The courgette is not a particularly fine specimen - it's a bit "club-shaped" (thicker at one end than at the other), but I'm hoping there will be more to come. Actually, if the truth be known, this fruit is the third one my plant has produced, but the other two were not fertilised so they never grew beyond a couple of inches long. The plant is now happily producing both male and female flowers at the same time, so with a bit of luck it will soon be pumping out a fruit every couple of days for the next two months or so.
The Broad Beans are the Longpod ones (variety not known), from my second row. As I have mentioned before, the second row has not been as good as the first one, because the plants were overshadowed by their older cousins. Still, mainly due to the near-absence of Blackfly this year, even this second row has produced a reasonably respectable crop.

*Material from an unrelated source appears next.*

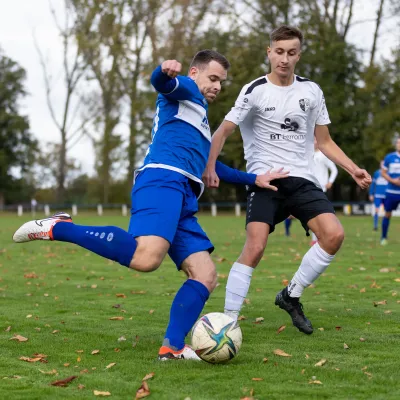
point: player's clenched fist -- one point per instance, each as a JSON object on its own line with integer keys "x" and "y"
{"x": 171, "y": 67}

Because we have had quite a lot of Broad Beans this year, we have been able to experiment with more different ways of cooking and eating them. We normally eat them just plain boiled, as an accompaniment to something else (usually a meat dish), but this year Jane used some of them in an oriental-style stir-fry with Tofu and Chinese leaves, and I invented a dish with new potatoes cooked in chicken stock, onions, smoky bacon and carrots as well as the Broad Beans. We haven't yet made any into Broad Bean Hummus or Bissara, but then there is still a kilo of them left in the fridge...
In my opinion, the Broad Bean is a vegetable with a high VSR (Value for Space Rating), mainly because it is not available in the shops for very long each year, and the ones you do see are usually quite pricey. In our local supermarkets at present they are about £3 per kilogram or £7.48 if you buy the premium ones from Natoora. This certainly makes them worth growing if you can find the space.